12. E esta questão da competência do tribunal, além de ser distinta da questão da legitimidade processual passiva, é questão prioritária, como, aliás, expressamente se reconheceu no Acórdão recorrido («a competência dos tribunais administrativos, em qualquer das suas espécies, é de ordem pública e o seu conhecimento precede o de qualquer outra matéria» - art. 13º do CPTA).
Isto significa que, dessas duas questões que eventualmente se coloquem em simultâneo, haverá sempre que resolver primeiro a da competência, ou seja, haverá que determinar-se, antes do mais, qual o tribunal competente e, então, será a este tribunal que, naturalmente, competirá decidir sobre a legitimidade passiva, como, aliás, sobre questão relativa a qualquer outro pressuposto processual que acaso se coloque.
E significa, portanto, que, no caso dos autos, independentemente de que a “Intimação” viesse requerida contra a “Presidência do Conselho de Ministros” ou contra o “Conselho de Ministros”, contra ambas simultaneamente ou contra apenas uma delas (cfr., aliás, o disposto no nº 4 do art. 10º do CPTA), a competência para o seu conhecimento pertenceria sempre a este STA, visto que não varia o fator legalmente determinante desta competência: a autoria da ação ou omissão questionada pelos Requerentes (no caso, a autoria, pelo “Conselho de Ministros” da “Resolução do Conselho de Ministros” nº 157/2021, cujas normas são questionadas).

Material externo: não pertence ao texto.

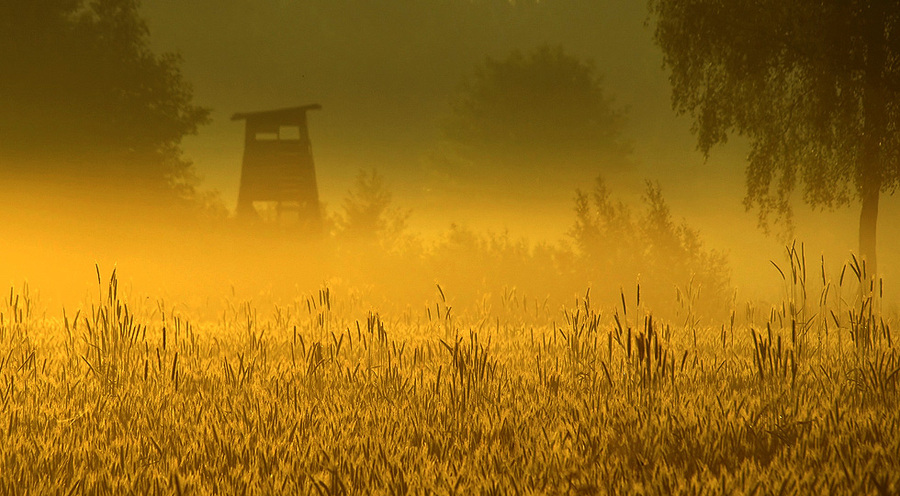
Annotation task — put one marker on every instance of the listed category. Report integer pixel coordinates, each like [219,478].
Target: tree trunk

13. Significa, também, que, para efeitos da resolução da questão da competência do tribunal para o conhecimento da intentada “Intimação” – questão que vem colocada no presente recurso e que cumpre resolver – é indiferente se a Entidade Requerida (“PCM”) é um Ministério ou equivalente, para efeitos do disposto no art. 10º nº 2 do CPTA (sobre esta questão, em sentido afirmativo, que acompanhamos, ver Mário Aroso de Almeida/Carlos Cadilha, in “Comentário ao CPTA”, Almedina, 5ª edição, 2021, pág. 111, para além do Acórdão de 18/10/2011 acima citado).

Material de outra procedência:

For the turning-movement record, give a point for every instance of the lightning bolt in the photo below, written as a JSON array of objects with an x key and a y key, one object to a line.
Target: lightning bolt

É que esta resposta pode interessar para efeitos da aferição da legitimidade passiva a que se refere o art. 10º do CPTA, mas antecedentemente já teve que ficar resolvida a questão, prioritária, do tribunal competente – “in casu”, pelo que se disse, este STA.
IV- DECISÃO
Nestes termos, e por tudo o exposto, acordam em conferência os juízes que compõem o Pleno da Secção de Contencioso Administrativo deste Supremo Tribunal, de harmonia com os poderes conferidos pelo art. 202.º da Constituição da República Portuguesa, em:
- Conceder provimento ao recurso jurisdicional “sub specie”, deduzido pela Recorrente/Entidade Requerida “Presidência do Conselho de Ministros”, revogando-se o Acórdão recorrido e declarando-se a competência deste STA (Secção de Contencioso Administrativo) para julgar a intentada “Intimação para proteção de direitos, liberdades e garantias”.

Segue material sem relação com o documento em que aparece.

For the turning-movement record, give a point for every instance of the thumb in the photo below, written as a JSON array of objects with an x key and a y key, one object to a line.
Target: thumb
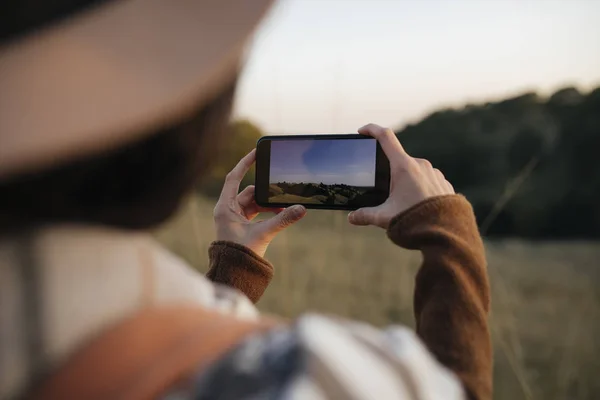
[
  {"x": 284, "y": 219},
  {"x": 362, "y": 216}
]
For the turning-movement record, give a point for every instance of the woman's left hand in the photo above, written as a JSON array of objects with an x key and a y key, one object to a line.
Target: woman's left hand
[{"x": 234, "y": 213}]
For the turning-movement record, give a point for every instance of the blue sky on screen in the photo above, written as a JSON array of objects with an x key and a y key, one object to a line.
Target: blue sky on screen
[
  {"x": 349, "y": 162},
  {"x": 335, "y": 65}
]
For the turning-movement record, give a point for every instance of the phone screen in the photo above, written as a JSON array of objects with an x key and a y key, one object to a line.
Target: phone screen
[{"x": 320, "y": 172}]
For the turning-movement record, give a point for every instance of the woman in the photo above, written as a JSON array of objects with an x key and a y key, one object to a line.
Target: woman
[{"x": 109, "y": 112}]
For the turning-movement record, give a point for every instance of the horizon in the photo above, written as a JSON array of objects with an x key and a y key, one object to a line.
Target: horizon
[
  {"x": 314, "y": 69},
  {"x": 328, "y": 161}
]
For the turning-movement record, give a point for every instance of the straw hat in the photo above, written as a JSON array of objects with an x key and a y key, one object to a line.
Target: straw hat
[{"x": 104, "y": 76}]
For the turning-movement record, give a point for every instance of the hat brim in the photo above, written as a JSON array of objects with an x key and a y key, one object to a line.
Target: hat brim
[{"x": 104, "y": 77}]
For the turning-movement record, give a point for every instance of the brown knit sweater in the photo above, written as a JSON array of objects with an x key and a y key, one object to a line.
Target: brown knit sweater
[{"x": 452, "y": 295}]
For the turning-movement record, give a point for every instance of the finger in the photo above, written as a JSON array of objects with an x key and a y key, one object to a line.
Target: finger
[
  {"x": 362, "y": 216},
  {"x": 235, "y": 176},
  {"x": 246, "y": 197},
  {"x": 423, "y": 163},
  {"x": 254, "y": 209},
  {"x": 387, "y": 139},
  {"x": 284, "y": 219}
]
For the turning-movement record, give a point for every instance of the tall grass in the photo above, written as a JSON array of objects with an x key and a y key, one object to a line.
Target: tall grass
[{"x": 545, "y": 316}]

Sem custas (os Requerentes não contra-alegaram).
D. N.
Lisboa, 30 de junho de 2022. - Adriano Fraxenet de Chuquere Gonçalves da Cunha (relator) - Teresa Maria Sena Ferreira de Sousa - Carlos Luís Medeiros de Carvalho - José Augusto Araújo Veloso - Ana Paula Soares Leite Martins Portela - Suzana Maria Calvo Loureiro Tavares da Silva.